Petitioner contends that there should be deducted from the sales price of the property the amount of $10,200, this being the aggregate of the yearly payments of $600 that he made to decedent's widow. We know of no provision of the statute which would permit the deduction from income of the amount so paid. If it is to enter into the computation of the income at all it would be as an addition to the basis rather than as a deduction from sales price. The basis used by the respondent in computing gain on the sale is the value of the entire property, that is, the fee, undiminished by the value of the life estates of the widow and Fischer. Undoubtedly*1315 in computing the cost of property the costs of extinguishing outstanding interests are properly included. But where the basis is value - as distinguished from cost - such costs can not possibly add to the value of the fee; their effect would be rather to decrease the value. It appears in this case that at the date of testator's death there was a mortgage on the property in the amount of $28,000. Certainly it would not be proper to add that amount to the value of a fee interest, yet it would be necessary to discharge that encumbrance as well as the life estates, before clear title to the property could be given.

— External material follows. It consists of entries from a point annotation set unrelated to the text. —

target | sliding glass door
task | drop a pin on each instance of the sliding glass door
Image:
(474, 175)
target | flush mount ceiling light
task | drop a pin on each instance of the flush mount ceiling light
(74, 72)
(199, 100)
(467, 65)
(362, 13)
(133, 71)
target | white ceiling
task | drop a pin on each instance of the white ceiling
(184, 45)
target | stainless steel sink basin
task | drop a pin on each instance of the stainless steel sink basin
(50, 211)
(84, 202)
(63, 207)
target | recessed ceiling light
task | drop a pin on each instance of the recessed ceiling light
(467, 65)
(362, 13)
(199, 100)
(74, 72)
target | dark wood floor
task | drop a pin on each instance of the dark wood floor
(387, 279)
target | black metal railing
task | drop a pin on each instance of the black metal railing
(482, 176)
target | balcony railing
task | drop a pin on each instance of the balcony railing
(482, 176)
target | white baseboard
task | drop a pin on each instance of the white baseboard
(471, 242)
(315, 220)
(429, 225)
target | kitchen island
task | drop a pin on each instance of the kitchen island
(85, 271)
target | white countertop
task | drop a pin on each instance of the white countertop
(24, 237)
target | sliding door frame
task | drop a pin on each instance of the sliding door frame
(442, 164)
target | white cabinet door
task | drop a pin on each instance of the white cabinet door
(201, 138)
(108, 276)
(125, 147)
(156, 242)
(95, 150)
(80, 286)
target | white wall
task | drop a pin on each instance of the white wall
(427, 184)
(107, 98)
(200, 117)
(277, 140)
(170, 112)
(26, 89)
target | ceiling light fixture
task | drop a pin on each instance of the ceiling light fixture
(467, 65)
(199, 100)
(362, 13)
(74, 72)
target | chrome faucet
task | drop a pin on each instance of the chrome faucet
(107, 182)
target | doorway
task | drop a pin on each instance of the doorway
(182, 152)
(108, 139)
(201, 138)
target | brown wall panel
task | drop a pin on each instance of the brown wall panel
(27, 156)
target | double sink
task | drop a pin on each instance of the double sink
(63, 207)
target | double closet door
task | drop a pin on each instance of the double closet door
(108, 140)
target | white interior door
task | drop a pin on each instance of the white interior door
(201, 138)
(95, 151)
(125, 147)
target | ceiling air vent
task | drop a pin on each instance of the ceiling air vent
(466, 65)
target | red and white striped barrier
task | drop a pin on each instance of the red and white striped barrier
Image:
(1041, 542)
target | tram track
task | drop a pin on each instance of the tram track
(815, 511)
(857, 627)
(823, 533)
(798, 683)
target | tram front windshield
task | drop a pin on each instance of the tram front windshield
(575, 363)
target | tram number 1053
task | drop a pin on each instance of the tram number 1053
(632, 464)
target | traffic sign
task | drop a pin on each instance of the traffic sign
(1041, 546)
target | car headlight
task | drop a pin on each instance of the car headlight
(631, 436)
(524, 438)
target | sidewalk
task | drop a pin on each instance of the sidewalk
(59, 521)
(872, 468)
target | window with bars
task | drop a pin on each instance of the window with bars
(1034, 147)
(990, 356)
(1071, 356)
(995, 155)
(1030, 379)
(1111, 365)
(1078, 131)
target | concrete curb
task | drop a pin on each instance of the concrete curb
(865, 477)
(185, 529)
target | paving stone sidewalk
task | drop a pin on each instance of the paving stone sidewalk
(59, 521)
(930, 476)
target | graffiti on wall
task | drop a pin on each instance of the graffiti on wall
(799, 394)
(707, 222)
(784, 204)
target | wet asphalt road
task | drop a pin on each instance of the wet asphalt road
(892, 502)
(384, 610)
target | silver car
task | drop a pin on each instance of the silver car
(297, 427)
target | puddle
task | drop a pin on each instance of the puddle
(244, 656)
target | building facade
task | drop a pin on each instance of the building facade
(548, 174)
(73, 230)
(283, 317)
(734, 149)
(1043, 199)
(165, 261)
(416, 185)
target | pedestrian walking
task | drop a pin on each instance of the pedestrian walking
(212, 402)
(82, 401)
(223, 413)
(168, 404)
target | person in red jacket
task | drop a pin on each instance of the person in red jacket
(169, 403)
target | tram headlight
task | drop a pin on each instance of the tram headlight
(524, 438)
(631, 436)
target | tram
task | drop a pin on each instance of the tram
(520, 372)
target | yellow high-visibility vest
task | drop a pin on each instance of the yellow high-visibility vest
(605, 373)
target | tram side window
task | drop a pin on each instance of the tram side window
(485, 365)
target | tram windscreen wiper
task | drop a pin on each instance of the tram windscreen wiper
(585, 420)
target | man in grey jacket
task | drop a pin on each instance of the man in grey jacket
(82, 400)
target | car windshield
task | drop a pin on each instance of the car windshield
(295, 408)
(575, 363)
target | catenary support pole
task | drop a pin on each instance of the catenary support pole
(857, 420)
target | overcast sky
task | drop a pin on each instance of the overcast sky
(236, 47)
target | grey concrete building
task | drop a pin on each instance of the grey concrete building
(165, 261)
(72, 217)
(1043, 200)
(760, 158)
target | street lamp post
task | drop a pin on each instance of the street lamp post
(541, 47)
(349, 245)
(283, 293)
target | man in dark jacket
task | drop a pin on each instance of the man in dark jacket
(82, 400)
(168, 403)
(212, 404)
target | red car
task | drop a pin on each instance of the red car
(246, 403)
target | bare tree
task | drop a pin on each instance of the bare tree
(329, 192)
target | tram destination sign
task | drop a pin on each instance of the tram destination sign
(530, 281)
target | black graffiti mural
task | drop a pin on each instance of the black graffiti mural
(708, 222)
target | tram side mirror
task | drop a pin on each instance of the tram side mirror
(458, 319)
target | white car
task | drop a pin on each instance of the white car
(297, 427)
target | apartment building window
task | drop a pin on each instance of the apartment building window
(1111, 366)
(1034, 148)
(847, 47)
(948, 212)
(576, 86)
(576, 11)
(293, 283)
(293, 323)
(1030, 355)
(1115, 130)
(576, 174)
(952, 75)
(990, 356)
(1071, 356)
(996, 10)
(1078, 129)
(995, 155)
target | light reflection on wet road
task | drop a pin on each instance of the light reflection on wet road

If the cost of discharging encumbrances is to be considered in determining the value of property, the extent to which they decrease value must first *821 be shown. In this case no evidence was offered by either party to show the effect of the life interests on the value of the property. And where, as here, the value of the entire property without diminution for encumbrances is used by respondent as a basis, the petitioner is not entitled to add thereto the cost of discharging one of the liens.

In disposing of the issue concerning the gain realized by petitioner*1316 in 1924 on the sale of the Lexington Avenue property, we have not overlooked what appears to be a variance between the recitals of the quitclaim deed, on the one hand, and the facts as agreed and testified to, on the other hand. The only deed in evidence is one dated June 26, 1912, by which the widow quitclaimed her interest in the property to Harry C. Kayser, as executor and trustee. It is alleged in the petition and admitted in the respondent's answer that in June, 1912, petitioner procured a quitclaim deed from the widow. Petitioner on the witness stand testified that prior to March 1, 1913, he bought out the interest of the widow. In petitioner's brief it is stated that he "personally and not as trustee" purchased the widow's rights in the property. There is nothing in the record to show that the quitclaim deed in evidence is the only conveyance to petitioner of the widow's interest. In view of the agreement in the pleadings, the petitioner's testimony, and his representation in his brief, we have proceeded on the theory that he personally acquired the interest of the widow.

The remaining question is whether petitioner is entitled to a loss deduction on account of the*1317 sale in 1924 of 60 shares of Stewart Dental Manufacturing Company stock. The stock had cost him $6,000 in 1914, and he transferred it to the president of the company in 1924 for the sum of $5. We can not doubt from the evidence that the stock was worthless in 1924.

But the evidence goes further than this and establishes with equal clarity that the stock became worthless some years prior to the taxable year. In fact Stewart, in an affidavit filed with the respondent and admitted in evidence in this proceeding, stated that in 1918 the company became insolvent and had no assets. While a sale is often convincing proof of a loss sustained, it must be a bona fide transaction. A stockholder may not select the year in which he will take a loss deduction by holding stock until long after it has become worthless and then disposing of it in a transaction like the one before us. See . Stewart wanted the stock for a particular purpose and his offer of $5 does not establish that the stock continued to have a value during the years from 1918 to 1924. The statute allows deductions for loss in the years sustained and in this case*1318 the loss clearly was sustained prior to 1924.

Decision will be entered under Rule 50.